A Polícia Civil do Mato Grosso do Sul, por intermédio da 1ª Delegacia Especializada de Atendimento à Mulher (1ª DEAM) de Campo Grande, executou nesta data, dia 31, um mandado de busca e apreensão que resultou na detenção em flagrante de um homem por posse irregular de munição. A ordem judicial foi expedida após uma investigação que apurava uma série de ameaças, agressões físicas e psicológicas dirigidas à sua ex-companheira.
A representação para a busca e apreensão, que foi deferida pela Justiça, fundamentou-se no depoimento da vítima. Ela descreveu um histórico de violência que se estendeu durante e após o término de uma união que durou 35 anos. Conforme apurado, enquanto ainda conviviam, o investigado exercia controle econômico sobre a mulher, impedindo que os aluguéis de imóveis do casal fossem repassados diretamente a ela e exigindo que os valores passassem por suas mãos, gerando constrangimento e uma situação de controle financeiro.

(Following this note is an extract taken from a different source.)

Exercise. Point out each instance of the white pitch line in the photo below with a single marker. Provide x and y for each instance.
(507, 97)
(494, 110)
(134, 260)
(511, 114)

Além disso, após o encerramento do relacionamento, a vítima relatou que o investigado já a havia ameaçado de morte com um revólver. Ele teria afirmado que mataria tanto ela quanto seu atual companheiro caso este visitasse sua residência. No início deste ano, ao descobrir o novo relacionamento da ex-companheira, o homem teria exibido uma arma de fogo e reiterado as ameaças de morte.

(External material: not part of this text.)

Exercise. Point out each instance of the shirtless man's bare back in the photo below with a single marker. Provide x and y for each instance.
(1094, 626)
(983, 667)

Diante da seriedade dos fatos e do justificado receio pela integridade física da vítima, a Polícia Civil solicitou a busca e apreensão de arma de fogo na residência do investigado, pedido que foi prontamente acolhido pelo Poder Judiciário. Durante o cumprimento do mandado, realizado no bairro Vila Moreninha III, os policiais do Setor de Investigações Gerais (SIG) da 1ª DEAM localizaram e apreenderam 10 munições de calibre .22, além de uma espada.
O indivíduo foi conduzido à 1ª DEAM, onde a autoridade policial plantonista ratificou sua prisão em flagrante pelo delito de posse irregular de munição de uso permitido. Embora o crime permita o arbitramento de fiança, a autoridade policial decidiu não concedê-la, considerando o histórico criminal do autuado e, primordialmente, a natureza grave da investigação original – violência doméstica contra a mulher – com o objetivo de assegurar a efetiva proteção da vítima. O investigado permanece sob custódia, à disposição da Justiça.